Palavras-chave: Inteligência emocional; pensamento crítico; tomada de decisão; estudante universitário.

INTRODUCCIÓN

En el escenario actual, caracterizado por las transformaciones y disparidades sociales inducidas por el avance tecnológico y la globalización, es imperativo desarrollar competencias transversales y de autogestión (Foro Económico Mundial, 2020). En este sentido, las universidades deben fomentar destrezas que garanticen la preparación de futuros expertos (Ananiadou y Claro, 2010). Sin embargo, la falta de control emocional puede perjudicar el desenvolvimiento académico de los estudiantes (Sánchez et al., 2016). Como es de recordar, las emociones son un componente o factor esencial para el crecimiento del pensamiento lógico y el poder de la voluntad, que son esenciales para la adquisición de conocimientos, la interpretación, la conducta y la toma de decisiones. Y, por tanto, los conflictos que surgen entre la emoción y la razón se originan principalmente desde el plano emocional (Paredes y Salerno, 2014).

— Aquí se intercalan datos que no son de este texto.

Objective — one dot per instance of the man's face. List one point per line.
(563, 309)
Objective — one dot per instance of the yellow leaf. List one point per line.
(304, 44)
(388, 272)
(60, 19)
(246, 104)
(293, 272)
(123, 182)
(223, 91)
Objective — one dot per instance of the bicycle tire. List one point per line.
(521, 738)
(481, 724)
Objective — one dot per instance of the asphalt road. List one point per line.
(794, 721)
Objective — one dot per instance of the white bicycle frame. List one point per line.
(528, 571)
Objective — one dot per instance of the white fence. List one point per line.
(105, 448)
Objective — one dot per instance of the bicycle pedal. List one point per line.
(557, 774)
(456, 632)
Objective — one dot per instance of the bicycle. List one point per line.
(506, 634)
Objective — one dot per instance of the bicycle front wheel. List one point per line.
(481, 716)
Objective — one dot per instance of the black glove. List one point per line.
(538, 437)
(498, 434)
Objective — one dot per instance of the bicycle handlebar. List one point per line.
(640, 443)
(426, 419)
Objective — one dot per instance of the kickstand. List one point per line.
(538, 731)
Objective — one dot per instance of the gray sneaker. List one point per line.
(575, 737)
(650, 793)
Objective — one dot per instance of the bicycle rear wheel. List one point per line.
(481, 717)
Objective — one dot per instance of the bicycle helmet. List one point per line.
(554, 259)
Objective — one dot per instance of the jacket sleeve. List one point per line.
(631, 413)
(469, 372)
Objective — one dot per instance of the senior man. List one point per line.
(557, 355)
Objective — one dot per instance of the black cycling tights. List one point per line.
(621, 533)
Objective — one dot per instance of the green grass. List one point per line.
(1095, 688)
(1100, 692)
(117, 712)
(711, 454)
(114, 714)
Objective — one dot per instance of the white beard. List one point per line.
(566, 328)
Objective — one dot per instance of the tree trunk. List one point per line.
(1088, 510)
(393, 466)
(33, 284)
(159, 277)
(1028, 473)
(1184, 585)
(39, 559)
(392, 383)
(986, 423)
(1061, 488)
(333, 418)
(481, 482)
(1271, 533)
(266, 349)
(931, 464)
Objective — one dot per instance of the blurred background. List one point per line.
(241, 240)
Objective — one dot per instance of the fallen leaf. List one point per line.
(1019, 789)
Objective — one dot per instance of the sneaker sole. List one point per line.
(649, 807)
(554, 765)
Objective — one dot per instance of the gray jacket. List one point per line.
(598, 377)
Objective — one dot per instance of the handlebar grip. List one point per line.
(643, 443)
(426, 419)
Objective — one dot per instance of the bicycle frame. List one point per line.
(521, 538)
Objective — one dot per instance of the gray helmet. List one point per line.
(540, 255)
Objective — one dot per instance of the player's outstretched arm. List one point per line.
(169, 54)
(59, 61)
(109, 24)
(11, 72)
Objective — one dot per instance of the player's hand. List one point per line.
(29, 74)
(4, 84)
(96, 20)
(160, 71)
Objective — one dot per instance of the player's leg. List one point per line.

Por consiguiente, es importante incorporar métodos educativos que combinen el progreso académico con el bienestar emocional. Los cuales permiten a los estudiantes construir una base fuerte en su intelecto y su emoción, lo cual les permite afrontar entornos cambiantes y lograr el éxito (Shetty y D’Souza, 2019). De modo que es necesario distintas habilidades emocionales con habilidades cognitivas y sociales hacia un enfoque educativo integral (Unesco, 2021). O, dicho de otra manera, no puede haber cognición sin emoción y tampoco emoción sin pensamiento (Ministerio de Educación del Perú, 2021).

La inteligencia emocional se entiende como la capacidad de reconocimiento de emociones, su expresión de ellas, su uso en el pensamiento y entendimiento propio y ajeno, así como la regulación emocional. Destaca el enfoque de habilidades presentado por Mayer y Salovey (1997), quienes afirman que se basa en el manejo de datos emocionales que vincula el razonamiento con las emociones. El uso de la emoción personal potencia el pensamiento reflexivo y mejora el razonamiento. Los autores propusieron cuatro habilidades fundamentales en el comportamiento emocionalmente inteligente: percepción y manifestación emocional; comprensión emocional; regulación emocional, y facilitación emocional. Según Acosta (2008), el enfoque pone de manifiesto la importancia de las emociones en la capacidad de ajustarse al medio y facilita el incremento en la habilidad para solucionar problemas. La inteligencia emocional resulta fundamental en cualquier grupo humano, ya que favorece la aplicación de métodos más efectivos para solucionar disputas. Además, fomenta la interacción mediante la aplicación de una estrategia holística que favorece las confluencias que facilitan la convivencia y la construcción de una sociedad democrática (Torres et al., 2022).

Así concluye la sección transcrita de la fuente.